Abstract: Phase-change memories (PCMs) provide the benefits of nonvolatility and capacity, but they show low performance, high power consumption, and low endurance for write operations. Such PCM drawbacks are exacerbated in state-of-the-art video processors that code images blockby-block. In this letter, we propose a PCM subsystem that removes unnecessary write operations resulting from the block-by-block accesses of video processors. Experimental results show that our PCM subsystem improves the lifetime and performance of PCMs up to 716 times and 6.8 times, respectively, on average. Moreover, it makes PCMs consume 69.7 times lower power than the conventional PCM subsystem, on average.
[10] Open core protocol specification (2013) http://www.accellera.org.
Introduction
As dynamic random access memories (DRAMs) are approaching the limit of process scaling, reliability, and power consumption, phase-change memories (PCMs) have recently attracted considerable attention [1] . PCMs that have a non-volatile storage mechanism amenable to process scaling with high reliability are more advanced than other non-volatile memories in practical use. Therefore, PCMs have been considered as a scalable DRAM alternative [2] . Fig. 1 shows a PCM cell and its operations. The PCM cell employs the large resistivity difference between the top electrode and the heater by the phase-change material. Let an electrical current pass through the phase-change material in Fig. 1(a) . The set and reset state of a PCM cell refers to the crystalline phase and the amorphous phase, respectively. For resetting a PCM cell to the amorphous phase, an access transistor injects a large electrical current pulse into the PCM cell, and thermally induces a high-resistance state. First, a programming region is melted, and then quenched rapidly for a short time period. Next, the region of the amorphous and highly resistive material is formed. For setting a PCM cell to the crystalline phase, an access transistor injects a medium electrical current pulse into the PCM cell, and thermally induces a low-resistance state. A programming region is annealed between melting temperature and crystallization for a sufficiently long period of time to crystallize.
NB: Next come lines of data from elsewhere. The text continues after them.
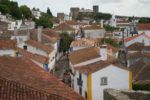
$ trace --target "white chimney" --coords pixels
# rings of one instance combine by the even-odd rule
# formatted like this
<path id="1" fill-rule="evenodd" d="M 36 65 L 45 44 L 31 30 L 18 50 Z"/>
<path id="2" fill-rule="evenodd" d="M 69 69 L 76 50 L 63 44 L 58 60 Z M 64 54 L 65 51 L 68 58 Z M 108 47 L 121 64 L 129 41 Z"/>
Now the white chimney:
<path id="1" fill-rule="evenodd" d="M 104 28 L 104 21 L 101 20 L 101 28 Z"/>
<path id="2" fill-rule="evenodd" d="M 43 30 L 43 27 L 42 26 L 38 26 L 38 30 L 37 30 L 38 42 L 42 42 L 42 30 Z"/>
<path id="3" fill-rule="evenodd" d="M 103 61 L 107 60 L 107 45 L 101 45 L 100 46 L 100 58 Z"/>
<path id="4" fill-rule="evenodd" d="M 14 35 L 16 36 L 18 34 L 17 27 L 14 27 Z"/>

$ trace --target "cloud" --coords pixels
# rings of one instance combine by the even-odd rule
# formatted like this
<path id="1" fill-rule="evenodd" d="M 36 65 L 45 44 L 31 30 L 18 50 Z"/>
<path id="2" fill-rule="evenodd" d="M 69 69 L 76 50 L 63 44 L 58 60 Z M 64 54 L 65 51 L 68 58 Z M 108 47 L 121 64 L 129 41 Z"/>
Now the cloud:
<path id="1" fill-rule="evenodd" d="M 14 0 L 13 0 L 14 1 Z M 126 16 L 150 16 L 150 0 L 16 0 L 19 5 L 28 5 L 46 11 L 49 7 L 54 15 L 57 12 L 69 14 L 70 7 L 92 9 L 99 5 L 100 12 Z"/>
<path id="2" fill-rule="evenodd" d="M 140 3 L 144 3 L 144 4 L 147 4 L 147 3 L 150 3 L 150 0 L 138 0 Z"/>
<path id="3" fill-rule="evenodd" d="M 121 3 L 123 0 L 91 0 L 93 3 Z"/>

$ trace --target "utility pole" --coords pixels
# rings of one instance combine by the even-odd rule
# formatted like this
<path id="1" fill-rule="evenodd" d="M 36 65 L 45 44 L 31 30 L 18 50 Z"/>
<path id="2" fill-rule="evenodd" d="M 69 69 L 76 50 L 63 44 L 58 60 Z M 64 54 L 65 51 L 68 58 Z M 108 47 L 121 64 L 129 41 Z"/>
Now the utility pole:
<path id="1" fill-rule="evenodd" d="M 121 29 L 122 30 L 122 49 L 123 49 L 123 54 L 124 54 L 124 65 L 127 67 L 127 50 L 126 50 L 126 46 L 125 46 L 125 41 L 124 41 L 124 28 Z"/>

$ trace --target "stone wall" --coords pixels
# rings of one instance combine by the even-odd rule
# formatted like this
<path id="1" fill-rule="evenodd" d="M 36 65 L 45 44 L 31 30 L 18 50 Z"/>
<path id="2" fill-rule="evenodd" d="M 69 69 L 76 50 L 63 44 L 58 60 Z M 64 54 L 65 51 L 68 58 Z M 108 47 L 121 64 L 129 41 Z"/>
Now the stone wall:
<path id="1" fill-rule="evenodd" d="M 150 92 L 105 89 L 104 100 L 150 100 Z"/>

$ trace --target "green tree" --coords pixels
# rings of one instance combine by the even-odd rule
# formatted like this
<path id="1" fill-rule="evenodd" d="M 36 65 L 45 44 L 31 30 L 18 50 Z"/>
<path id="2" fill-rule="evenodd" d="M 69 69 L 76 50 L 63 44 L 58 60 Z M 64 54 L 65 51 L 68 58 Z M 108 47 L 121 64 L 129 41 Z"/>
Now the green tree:
<path id="1" fill-rule="evenodd" d="M 13 18 L 15 19 L 21 19 L 21 11 L 18 7 L 18 3 L 11 1 L 10 5 L 9 5 L 9 9 L 10 9 L 10 14 L 12 15 Z"/>
<path id="2" fill-rule="evenodd" d="M 103 38 L 100 43 L 110 44 L 114 47 L 119 47 L 119 43 L 113 40 L 112 38 Z"/>
<path id="3" fill-rule="evenodd" d="M 47 8 L 47 15 L 48 15 L 50 18 L 52 18 L 52 17 L 53 17 L 52 12 L 50 11 L 50 9 L 49 9 L 49 8 Z"/>
<path id="4" fill-rule="evenodd" d="M 44 28 L 53 27 L 53 23 L 51 22 L 50 18 L 47 16 L 41 16 L 39 20 L 36 20 L 36 24 L 39 26 L 43 26 Z"/>
<path id="5" fill-rule="evenodd" d="M 68 33 L 63 32 L 60 34 L 60 52 L 66 52 L 70 48 L 70 44 L 73 41 L 73 38 L 68 35 Z"/>
<path id="6" fill-rule="evenodd" d="M 9 8 L 8 8 L 8 6 L 0 4 L 0 12 L 1 12 L 2 14 L 7 14 L 7 13 L 9 13 Z"/>
<path id="7" fill-rule="evenodd" d="M 10 1 L 9 0 L 0 0 L 0 12 L 2 14 L 9 13 L 9 5 Z"/>
<path id="8" fill-rule="evenodd" d="M 105 25 L 104 28 L 106 31 L 109 31 L 109 32 L 113 32 L 113 31 L 118 29 L 118 28 L 115 28 L 115 27 L 110 26 L 110 25 Z"/>
<path id="9" fill-rule="evenodd" d="M 28 18 L 32 17 L 32 12 L 31 12 L 30 8 L 27 7 L 26 5 L 20 6 L 20 11 L 24 18 L 28 19 Z"/>
<path id="10" fill-rule="evenodd" d="M 9 5 L 10 1 L 9 0 L 0 0 L 0 4 L 2 5 Z"/>

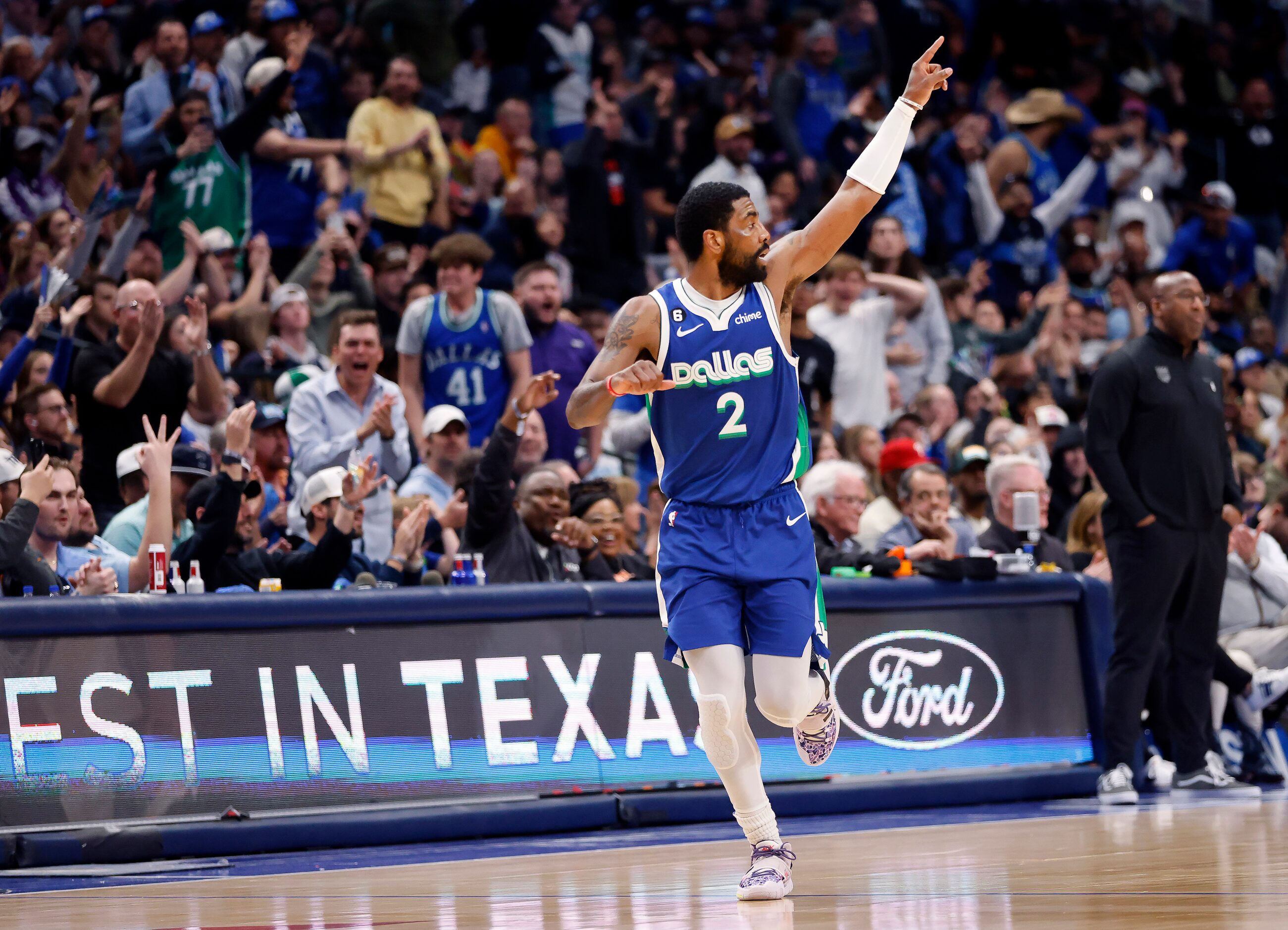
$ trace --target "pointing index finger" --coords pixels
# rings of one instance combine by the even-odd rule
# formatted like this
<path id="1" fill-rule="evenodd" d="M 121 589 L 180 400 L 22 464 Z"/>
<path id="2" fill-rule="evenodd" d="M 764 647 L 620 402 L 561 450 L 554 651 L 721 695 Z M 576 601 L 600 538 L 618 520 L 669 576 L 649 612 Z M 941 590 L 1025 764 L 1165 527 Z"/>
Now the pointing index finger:
<path id="1" fill-rule="evenodd" d="M 921 64 L 929 64 L 930 59 L 935 57 L 935 53 L 939 52 L 939 46 L 943 44 L 944 44 L 944 37 L 939 36 L 939 39 L 936 39 L 931 44 L 931 46 L 926 49 L 925 54 L 922 54 L 921 58 L 917 59 L 917 62 Z"/>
For reading the phase of a programming region, the resistance of a PCM cell is measured by passing an electrical current small enough not to disturb the current phase. The schematic pulse shapes for writing and reading operations are summarized in Fig. 1(b) .
Such a PCM write operation requires a large electrical current, and the resulting thermal stress reduces the endurance of billions of write operations per PCM cell. Because of this limitation, it may be difficult to position PCMs mainly as a DRAM replacement. Previous works have improved the latency, power consumption, and finite endurance of PCMs for general-purpose processors [2, 3, 4] , but they are not effective for video processors performing the latest block-based image coding algorithms [5, 6, 7] . Therefore, PCM subsystems should consider not only generalpurpose processors, but also video processors.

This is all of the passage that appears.